Liquid sodium can be used as a heat transfer fluid in some nuclear reactors due to its high thermal conductivity and low neutron absorptivity. Its vapor pressure is 40.0 torr at 633 degree C and an enthalpy of vaporization of 1.00x10^2 kJ/mol.
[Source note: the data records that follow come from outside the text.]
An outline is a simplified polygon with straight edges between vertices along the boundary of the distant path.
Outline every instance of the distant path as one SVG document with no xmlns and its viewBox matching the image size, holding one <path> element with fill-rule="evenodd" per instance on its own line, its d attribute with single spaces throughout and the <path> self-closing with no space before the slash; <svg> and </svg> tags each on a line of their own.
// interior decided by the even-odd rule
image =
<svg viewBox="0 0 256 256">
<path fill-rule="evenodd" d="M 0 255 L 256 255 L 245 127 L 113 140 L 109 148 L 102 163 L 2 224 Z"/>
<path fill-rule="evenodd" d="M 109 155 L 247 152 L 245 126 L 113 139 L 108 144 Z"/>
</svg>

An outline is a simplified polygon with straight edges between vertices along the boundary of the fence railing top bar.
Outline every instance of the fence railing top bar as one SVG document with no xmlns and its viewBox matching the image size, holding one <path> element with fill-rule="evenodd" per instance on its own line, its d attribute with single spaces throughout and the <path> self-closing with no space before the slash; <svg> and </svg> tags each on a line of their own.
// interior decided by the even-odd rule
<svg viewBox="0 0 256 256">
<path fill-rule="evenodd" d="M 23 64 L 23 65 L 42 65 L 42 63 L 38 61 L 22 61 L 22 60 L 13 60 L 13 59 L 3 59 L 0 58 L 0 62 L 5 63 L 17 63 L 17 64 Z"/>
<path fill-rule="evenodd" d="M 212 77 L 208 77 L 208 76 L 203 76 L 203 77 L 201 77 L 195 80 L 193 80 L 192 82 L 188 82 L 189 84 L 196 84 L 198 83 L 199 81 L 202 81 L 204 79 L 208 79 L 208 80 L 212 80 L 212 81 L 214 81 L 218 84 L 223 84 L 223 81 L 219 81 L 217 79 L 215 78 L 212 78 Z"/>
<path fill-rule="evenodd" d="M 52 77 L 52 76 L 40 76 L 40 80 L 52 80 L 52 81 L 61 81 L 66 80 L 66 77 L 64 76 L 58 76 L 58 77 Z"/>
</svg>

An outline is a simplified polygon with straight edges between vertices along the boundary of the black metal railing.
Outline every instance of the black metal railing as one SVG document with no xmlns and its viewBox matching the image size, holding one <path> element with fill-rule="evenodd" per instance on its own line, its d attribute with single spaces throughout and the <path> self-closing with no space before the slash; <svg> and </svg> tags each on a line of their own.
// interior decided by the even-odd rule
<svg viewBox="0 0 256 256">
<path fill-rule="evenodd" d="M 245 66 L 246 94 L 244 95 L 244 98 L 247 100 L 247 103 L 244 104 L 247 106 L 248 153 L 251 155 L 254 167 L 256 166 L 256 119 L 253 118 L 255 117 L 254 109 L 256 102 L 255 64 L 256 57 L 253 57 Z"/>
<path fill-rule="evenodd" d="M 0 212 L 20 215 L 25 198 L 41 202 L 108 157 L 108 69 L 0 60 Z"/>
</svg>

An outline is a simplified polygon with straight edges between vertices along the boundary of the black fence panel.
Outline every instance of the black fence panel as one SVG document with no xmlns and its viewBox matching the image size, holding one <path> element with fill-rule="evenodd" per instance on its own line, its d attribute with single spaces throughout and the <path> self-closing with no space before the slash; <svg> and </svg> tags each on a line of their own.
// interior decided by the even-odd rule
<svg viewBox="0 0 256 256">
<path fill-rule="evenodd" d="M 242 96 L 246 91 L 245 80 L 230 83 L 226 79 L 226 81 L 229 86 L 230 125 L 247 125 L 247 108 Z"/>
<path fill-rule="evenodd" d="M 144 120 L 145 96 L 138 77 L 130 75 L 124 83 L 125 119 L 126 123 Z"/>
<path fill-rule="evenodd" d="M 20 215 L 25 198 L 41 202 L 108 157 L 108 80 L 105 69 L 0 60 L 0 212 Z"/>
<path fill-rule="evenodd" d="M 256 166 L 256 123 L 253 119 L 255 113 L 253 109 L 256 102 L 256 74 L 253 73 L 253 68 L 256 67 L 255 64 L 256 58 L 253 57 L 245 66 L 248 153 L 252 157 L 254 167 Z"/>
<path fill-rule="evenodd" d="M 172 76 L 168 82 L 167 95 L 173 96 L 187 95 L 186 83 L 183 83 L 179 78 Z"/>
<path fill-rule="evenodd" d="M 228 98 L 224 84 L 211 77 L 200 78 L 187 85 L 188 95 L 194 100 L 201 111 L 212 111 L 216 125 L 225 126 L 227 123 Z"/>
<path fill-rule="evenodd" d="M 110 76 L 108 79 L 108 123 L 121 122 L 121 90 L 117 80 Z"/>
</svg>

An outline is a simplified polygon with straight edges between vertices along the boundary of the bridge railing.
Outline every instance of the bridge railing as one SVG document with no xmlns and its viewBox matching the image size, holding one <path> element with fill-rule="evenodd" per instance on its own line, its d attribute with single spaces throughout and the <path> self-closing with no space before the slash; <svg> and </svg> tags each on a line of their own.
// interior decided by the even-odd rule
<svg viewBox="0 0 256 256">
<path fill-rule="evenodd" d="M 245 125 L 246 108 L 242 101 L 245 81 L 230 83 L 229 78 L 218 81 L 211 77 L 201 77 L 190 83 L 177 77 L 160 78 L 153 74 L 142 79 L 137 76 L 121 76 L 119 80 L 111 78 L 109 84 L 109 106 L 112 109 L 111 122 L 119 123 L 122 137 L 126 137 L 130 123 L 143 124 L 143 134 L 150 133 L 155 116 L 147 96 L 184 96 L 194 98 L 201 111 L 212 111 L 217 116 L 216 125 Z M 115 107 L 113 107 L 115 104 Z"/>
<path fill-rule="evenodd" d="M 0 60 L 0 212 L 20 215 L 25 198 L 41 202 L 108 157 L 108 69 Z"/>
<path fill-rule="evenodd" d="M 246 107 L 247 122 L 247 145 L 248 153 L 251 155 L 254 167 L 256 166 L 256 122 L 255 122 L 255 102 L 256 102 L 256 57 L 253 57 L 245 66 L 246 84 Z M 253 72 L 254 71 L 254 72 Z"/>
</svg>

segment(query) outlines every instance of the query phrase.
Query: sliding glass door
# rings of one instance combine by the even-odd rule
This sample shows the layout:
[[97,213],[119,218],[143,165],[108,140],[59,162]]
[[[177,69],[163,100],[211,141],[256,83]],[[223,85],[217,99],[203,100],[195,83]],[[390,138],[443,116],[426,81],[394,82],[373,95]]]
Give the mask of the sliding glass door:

To what temperature can it be heated if a maximum of 500 torr pressure is allowed in the system?

Answer 1

Answer:

1119.1 K

Explanation:

From Clausius-Clapeyron equation:

$\frac{dP}{dT}=$Δ$\frac{h_{v} }{R} (\frac{1}{T^{2} } )dT$

The equation may be integrated considering the enthalpy of vaporization constant, and its result is:

$ln(\frac{P_{2} }{P_{1} } )=-$Δ$\frac{h_{v} }{R}*(\frac{1}{T_{2} }-\frac{1}{T_{1} })$

Isolating the temperature $T_{2}$

$T_{2}=\frac{1}{\frac{-R}{dhv}*ln(\frac{P_{2} }{P_{1}}) +\frac{1}{T_{1}} }$

$T_{2}=\frac{1}{\frac{-8.314}{1.00*10^5}*ln(\frac{500}{40}) +\frac{1}{906.15}}$

$T_{2}=1119.1K$

Note: Remember to change the units of the enthalpy vaporization to J/mol; and the temperatures must be in Kelvin units.

There is a format mistake with the enthalpy of vaporization, each 'Δ' correspond to that.